The picture that emerges from the probe is mere corporate misjudgement but of systematic misuse of public money. The ED’s fund-tracking exercise suggests deliberate concealment, circular lending and a pattern of “control failures” too consistent to be accidental.


The Reliance Group has dismissed the attachments as having “no impact” on its ongoing business, stressing that Anil Ambani has not held a board position at Reliance Infrastructure for over three years. Yet, such protestations ring hollow. The group’s reputation, once buoyed by the glow of its founder’s name, is now synonymous with default, litigation and regulatory scrutiny.

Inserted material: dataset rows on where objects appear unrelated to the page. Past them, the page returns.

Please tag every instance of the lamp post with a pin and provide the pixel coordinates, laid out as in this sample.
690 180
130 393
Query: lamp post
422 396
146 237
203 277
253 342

Ambani’s downfall is a parable of India’s debt-fuelled capitalism. In the boom years following liberalisation, leverage was a badge of confidence; banks and investors lined up to fund audacious projects. But when the cycle turned, many of these ventures collapsed under their own weight. Anil Ambani’s Reliance Communications was one of the first casualties of India’s brutal telecom wars, eclipsed by Mukesh Ambani’s Jio. His infrastructure and power ventures, starved of cash flow, were soon trapped in a vortex of refinancing, restructuring and eventual insolvency.


The current spate of attachments is the final act of a long unravelling. What began as misjudged expansion has ended with allegations of fraud. Ambani’s empire was both a product and a victim of India’s exuberant financial era. His fall mirrors the retreat of an age when India’s industrial titans believed themselves untouchable.